Опомнившись, хватаю парня за плечи и толкаю в сторону патрульной машины. Падаю на него, прижимая к тротуару, а в мостовой вокруг рождаются фонтанчики. В воздухе свистят пули. Окна патрульной машины лопаются, поливая нас дождем из стекла; стены стадиона плюют каменной крошкой и пылью.
Кругом хаос: крики, вопли, визг шин и гул клаксонов, и все это приглушено гулом крови в ушах.
Прижимая Стаса к земле, нашариваю пистолет у него на лодыжке. Адреналиновый туман вечный спутник боя и с ветеранами навсегда.
«Глок» намного легче армейской «Беретты». Рукоятка ухватистая, а еще, я слышал, он точен. И все же оружие – как автомобили, у которых вроде бы все одинаковое: фары, замок зажигания, «дворники», – однако к новой машине нужно привыкнуть. Трачу драгоценные секунды, приноравливаясь…
С юга к нам бегут трое. Вот они оказались в свете, падающем на тротуар из фургона. Впереди – накачанный детина, держит обеими руками пистолет.
Целясь в грудь, дважды стреляю. Качок падает. Других двоих я не вижу… где они?.. сколько у меня еще патронов?.. нападут ли с других сторон?.. сколько у меня патронов? десять?.. где другие двое?..
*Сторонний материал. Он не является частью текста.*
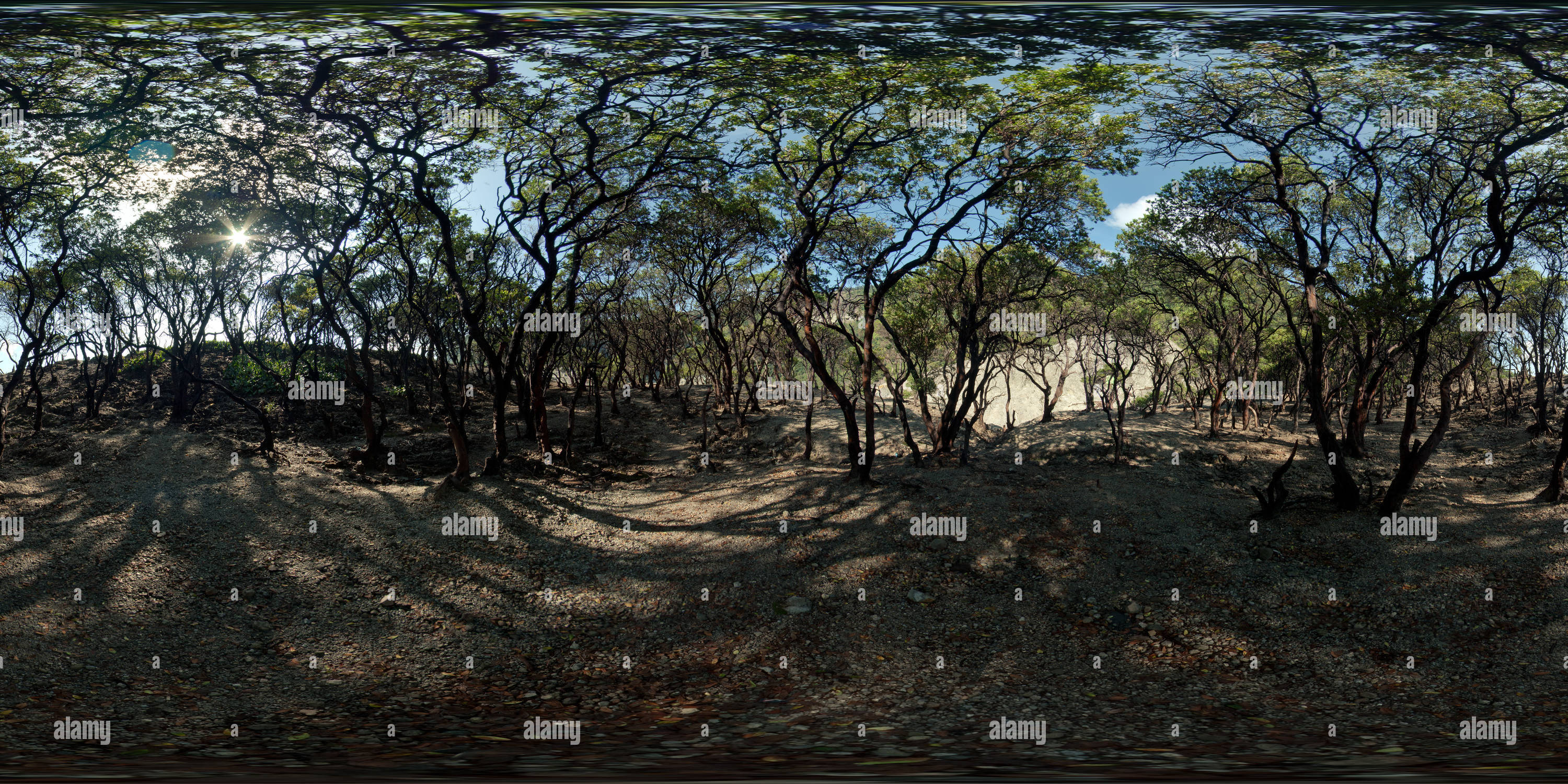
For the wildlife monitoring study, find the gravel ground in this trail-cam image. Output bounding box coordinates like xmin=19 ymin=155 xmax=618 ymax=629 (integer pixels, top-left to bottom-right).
xmin=0 ymin=375 xmax=1568 ymax=778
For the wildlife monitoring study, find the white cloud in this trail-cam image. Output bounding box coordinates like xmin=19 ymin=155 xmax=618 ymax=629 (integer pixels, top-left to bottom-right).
xmin=1105 ymin=193 xmax=1154 ymax=229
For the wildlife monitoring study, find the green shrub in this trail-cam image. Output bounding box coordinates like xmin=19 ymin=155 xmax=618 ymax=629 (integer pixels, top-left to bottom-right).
xmin=223 ymin=354 xmax=282 ymax=397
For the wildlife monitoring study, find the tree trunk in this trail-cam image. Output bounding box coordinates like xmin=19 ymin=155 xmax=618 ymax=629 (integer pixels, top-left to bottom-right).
xmin=1378 ymin=334 xmax=1485 ymax=514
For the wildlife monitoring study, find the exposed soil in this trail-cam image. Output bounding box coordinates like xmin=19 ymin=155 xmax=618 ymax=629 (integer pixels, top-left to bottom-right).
xmin=0 ymin=370 xmax=1568 ymax=778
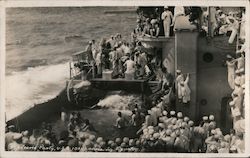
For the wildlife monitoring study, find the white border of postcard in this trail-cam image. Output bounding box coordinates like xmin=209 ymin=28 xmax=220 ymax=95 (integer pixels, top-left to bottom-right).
xmin=0 ymin=0 xmax=250 ymax=158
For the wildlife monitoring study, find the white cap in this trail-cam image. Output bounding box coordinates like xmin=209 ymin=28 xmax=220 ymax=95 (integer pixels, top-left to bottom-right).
xmin=177 ymin=112 xmax=183 ymax=117
xmin=230 ymin=146 xmax=237 ymax=151
xmin=229 ymin=100 xmax=235 ymax=106
xmin=188 ymin=120 xmax=194 ymax=126
xmin=209 ymin=115 xmax=214 ymax=121
xmin=162 ymin=110 xmax=168 ymax=116
xmin=150 ymin=19 xmax=157 ymax=24
xmin=202 ymin=116 xmax=208 ymax=121
xmin=226 ymin=54 xmax=233 ymax=59
xmin=13 ymin=133 xmax=22 ymax=140
xmin=181 ymin=122 xmax=187 ymax=127
xmin=184 ymin=117 xmax=189 ymax=122
xmin=241 ymin=84 xmax=245 ymax=89
xmin=170 ymin=111 xmax=175 ymax=116
xmin=158 ymin=123 xmax=165 ymax=128
xmin=166 ymin=129 xmax=172 ymax=136
xmin=176 ymin=70 xmax=181 ymax=73
xmin=234 ymin=79 xmax=240 ymax=86
xmin=22 ymin=130 xmax=29 ymax=136
xmin=239 ymin=68 xmax=245 ymax=73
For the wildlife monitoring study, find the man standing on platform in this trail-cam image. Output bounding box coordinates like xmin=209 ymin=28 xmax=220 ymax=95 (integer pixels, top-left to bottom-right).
xmin=161 ymin=6 xmax=173 ymax=37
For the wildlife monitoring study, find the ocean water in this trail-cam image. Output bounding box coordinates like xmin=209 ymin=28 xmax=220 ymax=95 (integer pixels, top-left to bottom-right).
xmin=6 ymin=7 xmax=136 ymax=120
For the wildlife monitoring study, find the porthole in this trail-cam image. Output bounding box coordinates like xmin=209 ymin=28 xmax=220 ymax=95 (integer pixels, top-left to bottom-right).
xmin=200 ymin=99 xmax=207 ymax=106
xmin=203 ymin=53 xmax=214 ymax=63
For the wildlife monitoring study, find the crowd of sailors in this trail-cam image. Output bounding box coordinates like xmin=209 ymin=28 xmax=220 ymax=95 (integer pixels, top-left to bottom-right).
xmin=5 ymin=102 xmax=244 ymax=153
xmin=5 ymin=7 xmax=246 ymax=153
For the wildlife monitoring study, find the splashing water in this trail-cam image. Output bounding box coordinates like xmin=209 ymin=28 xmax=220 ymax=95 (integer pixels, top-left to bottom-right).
xmin=97 ymin=94 xmax=142 ymax=110
xmin=6 ymin=63 xmax=69 ymax=120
В крышу машины прилетают две пули – бум, бум. Верчу головой влево-вправо, пытаясь высмотреть врага в темноте. Снайпер пробует достать нас – тщетно; за машиной мы для него недосягаемы.
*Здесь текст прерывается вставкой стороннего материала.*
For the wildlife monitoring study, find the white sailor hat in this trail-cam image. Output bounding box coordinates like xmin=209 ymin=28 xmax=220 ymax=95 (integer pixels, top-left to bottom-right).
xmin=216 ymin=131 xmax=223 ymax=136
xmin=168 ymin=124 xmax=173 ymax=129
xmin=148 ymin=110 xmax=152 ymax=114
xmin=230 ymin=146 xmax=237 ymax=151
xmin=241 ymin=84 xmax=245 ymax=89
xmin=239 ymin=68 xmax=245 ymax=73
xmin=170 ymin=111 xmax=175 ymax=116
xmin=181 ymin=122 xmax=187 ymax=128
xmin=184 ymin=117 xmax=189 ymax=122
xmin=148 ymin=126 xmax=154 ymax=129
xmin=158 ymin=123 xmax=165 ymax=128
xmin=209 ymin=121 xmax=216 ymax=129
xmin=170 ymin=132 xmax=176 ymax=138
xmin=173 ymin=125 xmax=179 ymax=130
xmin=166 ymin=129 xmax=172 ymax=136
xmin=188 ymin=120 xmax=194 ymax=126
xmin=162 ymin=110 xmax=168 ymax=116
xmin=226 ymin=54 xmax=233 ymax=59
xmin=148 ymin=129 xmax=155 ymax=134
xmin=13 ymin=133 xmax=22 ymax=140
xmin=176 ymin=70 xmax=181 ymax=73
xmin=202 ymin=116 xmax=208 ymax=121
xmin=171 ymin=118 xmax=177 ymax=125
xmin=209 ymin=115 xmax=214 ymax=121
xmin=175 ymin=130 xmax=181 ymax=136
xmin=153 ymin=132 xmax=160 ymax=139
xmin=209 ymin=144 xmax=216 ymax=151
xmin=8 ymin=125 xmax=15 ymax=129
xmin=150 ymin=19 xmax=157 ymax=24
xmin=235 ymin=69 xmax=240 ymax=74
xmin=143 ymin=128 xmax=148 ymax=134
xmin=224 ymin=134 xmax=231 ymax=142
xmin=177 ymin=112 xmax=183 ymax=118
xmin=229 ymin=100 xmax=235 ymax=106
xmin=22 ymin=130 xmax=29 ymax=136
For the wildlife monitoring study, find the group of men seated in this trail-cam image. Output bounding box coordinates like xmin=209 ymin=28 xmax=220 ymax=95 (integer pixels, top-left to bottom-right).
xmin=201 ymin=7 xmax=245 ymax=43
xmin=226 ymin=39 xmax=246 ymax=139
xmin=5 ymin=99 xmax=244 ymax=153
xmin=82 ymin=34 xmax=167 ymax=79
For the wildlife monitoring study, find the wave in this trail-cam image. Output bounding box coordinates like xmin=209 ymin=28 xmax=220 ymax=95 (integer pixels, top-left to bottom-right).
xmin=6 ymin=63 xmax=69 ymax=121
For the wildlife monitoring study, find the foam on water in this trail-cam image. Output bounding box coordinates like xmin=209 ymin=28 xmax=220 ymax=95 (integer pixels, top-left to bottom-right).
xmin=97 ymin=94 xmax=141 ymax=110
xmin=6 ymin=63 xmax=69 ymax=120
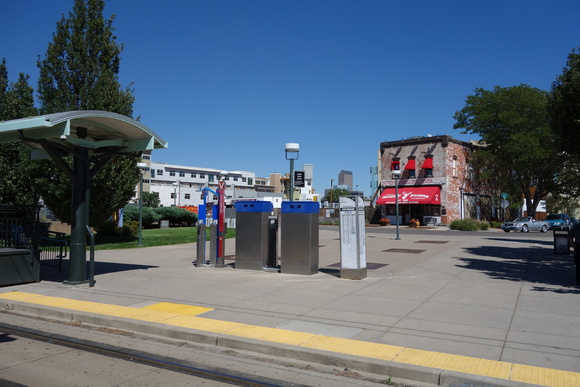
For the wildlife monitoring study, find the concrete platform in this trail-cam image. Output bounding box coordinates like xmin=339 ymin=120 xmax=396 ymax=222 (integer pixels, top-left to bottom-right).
xmin=0 ymin=227 xmax=580 ymax=386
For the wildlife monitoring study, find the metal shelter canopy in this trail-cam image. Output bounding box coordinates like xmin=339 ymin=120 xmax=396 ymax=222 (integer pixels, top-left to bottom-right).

Зато мы открыты для тех, кто внизу.
Стас пытается встать.
– Бежим! Надо бежать…
– Не двигайся! – кричу, прижимая его к земле. – Побежим – убьют.
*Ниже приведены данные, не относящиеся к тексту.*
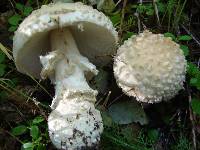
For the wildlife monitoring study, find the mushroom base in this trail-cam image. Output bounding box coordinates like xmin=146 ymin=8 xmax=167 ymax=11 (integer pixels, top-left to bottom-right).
xmin=48 ymin=90 xmax=103 ymax=149
xmin=40 ymin=28 xmax=103 ymax=150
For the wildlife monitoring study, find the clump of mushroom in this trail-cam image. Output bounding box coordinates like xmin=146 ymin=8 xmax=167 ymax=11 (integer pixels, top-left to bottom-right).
xmin=13 ymin=3 xmax=118 ymax=149
xmin=113 ymin=30 xmax=186 ymax=103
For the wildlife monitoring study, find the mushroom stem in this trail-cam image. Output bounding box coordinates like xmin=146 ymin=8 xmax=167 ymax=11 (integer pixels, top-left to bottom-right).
xmin=51 ymin=28 xmax=98 ymax=107
xmin=40 ymin=28 xmax=103 ymax=149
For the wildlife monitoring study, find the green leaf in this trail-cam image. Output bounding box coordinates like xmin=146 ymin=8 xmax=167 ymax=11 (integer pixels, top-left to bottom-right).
xmin=0 ymin=64 xmax=6 ymax=77
xmin=8 ymin=26 xmax=17 ymax=32
xmin=147 ymin=129 xmax=159 ymax=142
xmin=97 ymin=0 xmax=115 ymax=13
xmin=24 ymin=6 xmax=33 ymax=16
xmin=11 ymin=125 xmax=27 ymax=136
xmin=32 ymin=116 xmax=44 ymax=124
xmin=178 ymin=35 xmax=192 ymax=41
xmin=187 ymin=62 xmax=200 ymax=77
xmin=15 ymin=3 xmax=24 ymax=12
xmin=180 ymin=45 xmax=189 ymax=56
xmin=37 ymin=143 xmax=46 ymax=150
xmin=191 ymin=98 xmax=200 ymax=115
xmin=8 ymin=14 xmax=22 ymax=26
xmin=110 ymin=13 xmax=121 ymax=26
xmin=101 ymin=111 xmax=113 ymax=127
xmin=23 ymin=142 xmax=34 ymax=150
xmin=190 ymin=78 xmax=198 ymax=86
xmin=164 ymin=32 xmax=176 ymax=41
xmin=30 ymin=125 xmax=39 ymax=139
xmin=108 ymin=100 xmax=148 ymax=125
xmin=0 ymin=91 xmax=8 ymax=100
xmin=123 ymin=31 xmax=135 ymax=40
xmin=0 ymin=51 xmax=6 ymax=63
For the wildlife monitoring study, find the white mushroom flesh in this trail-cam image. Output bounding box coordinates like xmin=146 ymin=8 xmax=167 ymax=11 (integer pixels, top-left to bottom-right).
xmin=40 ymin=28 xmax=103 ymax=149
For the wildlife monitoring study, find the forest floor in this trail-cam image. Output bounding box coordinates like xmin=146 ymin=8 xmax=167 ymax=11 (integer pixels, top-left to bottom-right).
xmin=0 ymin=0 xmax=200 ymax=150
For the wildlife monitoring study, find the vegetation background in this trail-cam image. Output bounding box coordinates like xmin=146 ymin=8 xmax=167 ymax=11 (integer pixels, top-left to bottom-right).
xmin=0 ymin=0 xmax=200 ymax=150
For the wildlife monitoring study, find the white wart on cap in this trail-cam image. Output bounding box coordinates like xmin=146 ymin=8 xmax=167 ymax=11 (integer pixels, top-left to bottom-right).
xmin=13 ymin=3 xmax=118 ymax=150
xmin=113 ymin=30 xmax=186 ymax=103
xmin=13 ymin=2 xmax=118 ymax=78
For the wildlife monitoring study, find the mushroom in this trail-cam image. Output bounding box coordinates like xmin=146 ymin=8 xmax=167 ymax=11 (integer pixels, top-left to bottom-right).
xmin=113 ymin=30 xmax=186 ymax=103
xmin=13 ymin=3 xmax=118 ymax=149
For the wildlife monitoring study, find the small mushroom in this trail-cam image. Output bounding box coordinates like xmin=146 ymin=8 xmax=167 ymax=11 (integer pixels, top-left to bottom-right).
xmin=113 ymin=30 xmax=186 ymax=103
xmin=13 ymin=3 xmax=118 ymax=149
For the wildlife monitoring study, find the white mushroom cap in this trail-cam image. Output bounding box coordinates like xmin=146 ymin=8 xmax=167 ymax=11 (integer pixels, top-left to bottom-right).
xmin=48 ymin=90 xmax=103 ymax=150
xmin=114 ymin=31 xmax=186 ymax=103
xmin=13 ymin=3 xmax=118 ymax=78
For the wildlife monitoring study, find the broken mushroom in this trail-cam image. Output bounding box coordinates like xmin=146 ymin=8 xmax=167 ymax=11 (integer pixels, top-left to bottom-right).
xmin=13 ymin=3 xmax=118 ymax=149
xmin=113 ymin=30 xmax=186 ymax=103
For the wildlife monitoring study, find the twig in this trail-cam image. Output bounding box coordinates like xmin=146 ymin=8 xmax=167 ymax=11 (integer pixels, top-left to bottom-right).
xmin=187 ymin=85 xmax=197 ymax=150
xmin=152 ymin=0 xmax=161 ymax=27
xmin=0 ymin=128 xmax=23 ymax=144
xmin=134 ymin=11 xmax=141 ymax=33
xmin=115 ymin=0 xmax=122 ymax=7
xmin=119 ymin=0 xmax=127 ymax=39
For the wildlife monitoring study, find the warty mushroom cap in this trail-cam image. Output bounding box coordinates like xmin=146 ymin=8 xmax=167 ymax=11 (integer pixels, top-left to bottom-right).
xmin=113 ymin=30 xmax=186 ymax=103
xmin=13 ymin=2 xmax=118 ymax=78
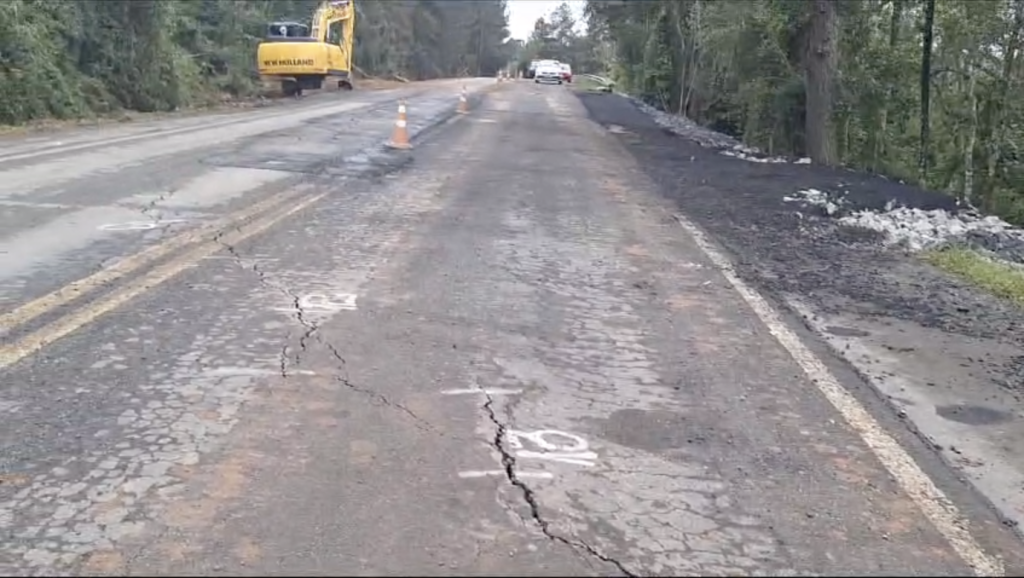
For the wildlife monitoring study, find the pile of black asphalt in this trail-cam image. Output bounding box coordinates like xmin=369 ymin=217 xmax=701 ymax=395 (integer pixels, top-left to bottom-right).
xmin=580 ymin=93 xmax=1024 ymax=389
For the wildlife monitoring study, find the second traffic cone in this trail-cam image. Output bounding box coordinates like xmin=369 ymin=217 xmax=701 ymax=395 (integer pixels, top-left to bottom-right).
xmin=387 ymin=100 xmax=413 ymax=149
xmin=459 ymin=85 xmax=469 ymax=115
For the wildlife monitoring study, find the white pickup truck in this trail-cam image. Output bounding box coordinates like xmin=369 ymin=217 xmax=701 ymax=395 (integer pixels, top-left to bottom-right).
xmin=534 ymin=60 xmax=562 ymax=84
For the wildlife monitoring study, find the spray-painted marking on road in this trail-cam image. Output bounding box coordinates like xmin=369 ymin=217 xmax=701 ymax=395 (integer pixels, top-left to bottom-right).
xmin=506 ymin=429 xmax=598 ymax=467
xmin=459 ymin=469 xmax=555 ymax=480
xmin=441 ymin=387 xmax=522 ymax=396
xmin=274 ymin=293 xmax=358 ymax=314
xmin=96 ymin=218 xmax=187 ymax=231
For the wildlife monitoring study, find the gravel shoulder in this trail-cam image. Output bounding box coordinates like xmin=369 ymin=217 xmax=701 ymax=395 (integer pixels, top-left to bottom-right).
xmin=580 ymin=90 xmax=1024 ymax=537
Стас замирает, я тоже. Нас коконом окутывает тьма. Со стадиона долетает шум, но это обычная неразбериха и недовольство; визжат шины, гудят сигналы… В патрульную машину больше не стреляют.
Как и по земле вокруг на нас.
Как и в стену стадиона.
Снайпер больше не палит. Потому что позволяет…
Оборачиваясь на четыре часа – еще один тип обходит фургон с водительской стороны. Держит пистолет на изготовку. Жму на спуск, еще раз, третий – он палит в ответ. Пули рикошетят от капота патрульного транспорта, но у меня в перестрелке преимущество: я в темноте, а противник на свету.
Осторожно выглядываю поверх капота; пульс – как ударные волны от взрывов. Стрелкао́ не видно, как не видно и третьего члена отряда.
Визг тормозов. Крики. Знакомые голоса. Знакомые слова…
– Секретная служба! Секретная служба!